– Живи я здесь, я бы тоже был этим обеспокоен. Любому нормальному человеку насрать на войну и наши разборки. Мы уйдем, а ему тут жить, ему растить детей…

– Ладно, Нестеров! – как от боли, скривился Звягин. – Хоть ты не сыпь мне соль на раны. Я что могу сделать? Мы – солдаты и вынуждены подчиниться.

Почти два часа рота шла под ветром и дождем по размытой тропе. Афганец шлепал по грязи в своих калошах рядом с Нестеровым и Вартаняном, вытянув худую жилистую шею вверх, глядя вперед. Его чалма намокла и свисала мокрой тряпкой. С бороды – жалкой и тонкой – капала грязная водичка. Свой тряпичный узелок Махмед спрятал за пазуху и все время придерживал его одной рукой.

Когда рота прочесала все окрестные горы и ложбины и стала спускаться к кишлаку с южной стороны, афганец заволновался, стал озираться по сторонам, что-то бормотать и нервно теребить замусоленные четки на тонкой черной нитке.

– Страшно, батя? – отреагировал на его поведение Вартанян. – Понос не начался? А вот мы так почти каждый божий день… Эх, война, война… Не ссы, уцелеют твои бабы. Мы надурняка стрелять не будем. Мы только по бородатым – пух!

Афганец тем не менее вовсе остановился и, сойдя на обочину дороги, опустился на корточки.

– Ну точно, понос у человека! – умозаключил Вартанян.

Афганец искал глазами Алимова. Увидев переводчика, сказал ему несколько слов.

– Он не может идти дальше, товарищ старший лейтенант, – перевел Алимов Вартаняну.

– А это еще почему? – насторожился Вартанян. – Мы без тебя никак.

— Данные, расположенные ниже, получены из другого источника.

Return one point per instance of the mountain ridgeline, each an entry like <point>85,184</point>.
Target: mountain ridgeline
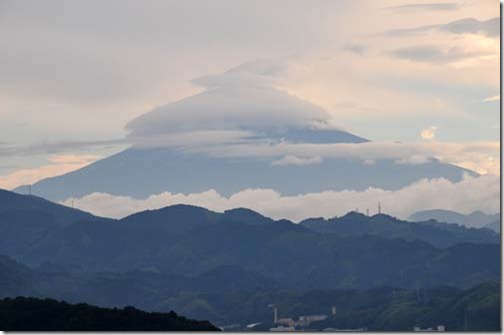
<point>31,314</point>
<point>354,251</point>
<point>227,267</point>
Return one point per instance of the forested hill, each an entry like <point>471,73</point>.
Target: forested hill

Ты у нас главный проводник, этакий афганский Сусанин. Вставай, вставай, батя! И в первые ряды наступающих! Докажи своей ханумке, как ты ее любишь… Ты что ж, жопа, сопротивляешься? Да я тебе каблуки повырываю, не снимая ботинок!

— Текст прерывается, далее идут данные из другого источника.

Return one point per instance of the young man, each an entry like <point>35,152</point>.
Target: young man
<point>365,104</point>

– Уймись, Вартанян! – рявкнул Звягин. – Алимов, что с ним?

– Он боится, что моджахеды увидят его с нами и за измену убьют его жену.

– Стопроцентно убьют, – согласился Звягин.

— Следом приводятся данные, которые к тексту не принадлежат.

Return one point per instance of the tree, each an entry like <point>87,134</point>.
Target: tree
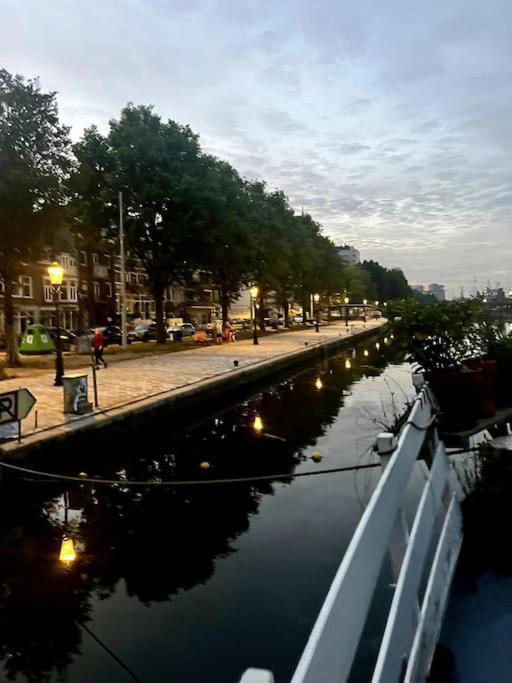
<point>222,242</point>
<point>34,162</point>
<point>91,204</point>
<point>159,169</point>
<point>389,283</point>
<point>270,219</point>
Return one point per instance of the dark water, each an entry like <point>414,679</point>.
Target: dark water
<point>195,584</point>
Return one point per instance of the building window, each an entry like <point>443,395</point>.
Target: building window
<point>24,287</point>
<point>71,290</point>
<point>67,261</point>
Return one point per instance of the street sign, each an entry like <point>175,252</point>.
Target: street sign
<point>26,401</point>
<point>8,407</point>
<point>15,405</point>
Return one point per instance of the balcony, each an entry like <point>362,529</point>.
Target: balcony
<point>100,271</point>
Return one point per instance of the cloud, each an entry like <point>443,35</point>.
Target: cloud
<point>390,122</point>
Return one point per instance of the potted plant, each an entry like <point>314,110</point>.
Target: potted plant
<point>441,339</point>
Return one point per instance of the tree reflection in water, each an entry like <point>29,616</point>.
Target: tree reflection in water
<point>158,540</point>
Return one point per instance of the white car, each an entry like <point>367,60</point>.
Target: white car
<point>186,329</point>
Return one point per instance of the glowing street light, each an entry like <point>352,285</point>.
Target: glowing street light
<point>316,299</point>
<point>67,551</point>
<point>347,301</point>
<point>257,425</point>
<point>56,275</point>
<point>254,291</point>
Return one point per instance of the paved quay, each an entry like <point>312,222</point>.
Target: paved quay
<point>140,380</point>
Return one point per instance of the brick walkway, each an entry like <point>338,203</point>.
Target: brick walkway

– А мы его переоденем в солдатскую форму! – придумал Вартанян.

На связь вышел Воблин:

– Ноль первый, почему задерживаетесь?

Звягин думал.

– Алимов, пусть покажет, как лучше пройти к кишлаку, чтоб нас не заметили.

Махмед стал долго и путано объяснять, жестикулируя руками и показывая на реку.

– Он говорит, что надо перейти реку в этом месте, а дальше – через сады.

Ротный кивнул, достал из полевой сумки карту.

– Иди, отец, иди. – Нестеров легонько ткнул в плечо афганца. – И не попадайся нам больше на глаза.

Махмед закивал, снова попытался поймать руку Нестерова и поцеловать ее.

Вартанян, угрюмо наблюдая за афганцем, съязвил:

– Пусть идет. Конечно, пусть спасает свою жалкую жизнь. А мы – все герои. Сейчас полроты положим, чтобы спасти его жену. Мы – пушечное мясо. Нам людей не жалко. Что такое жизнь солдата? Копейка!

– Кто-нибудь заткнет Вартаняну рот? – крикнул Звягин. – У тебя что, мандраж начался?

– А то нет, – пожал плечами Вартанян. – Я что – не человек? Мне страшно. Я не скрываю. Это нормальное человеческое чувство, которое возникает у здорового, молодого и весьма красивого мужчины, собирающегося идти под пули на верную погибель…

Звягин захлопнул сумку, поправил на себе ремень автомата:

– Все, отставить разговоры! Реку переходим здесь. Далее скрытно, перебежками – через сад. Нестеров! Отправляй вперед разведдозор. Сам пойдешь первым. Вартанян – прикрываешь его с левого фланга, я – с правого.

– Ой, бля! – закачал головой Вартанян. – Гадом буду – мы выйдем прямо на позицию пулеметчика. Прощай, мама…

Преодолевали реку группами, вытянувшись цепочкой и крепко ухватив друг друга за поясные ремни. Течение корежило эту цепочку, выгибало ее по своему усмотрению, но солдаты шаг за шагом шли по скользкому каменистому дну, не давая воде разорвать связку.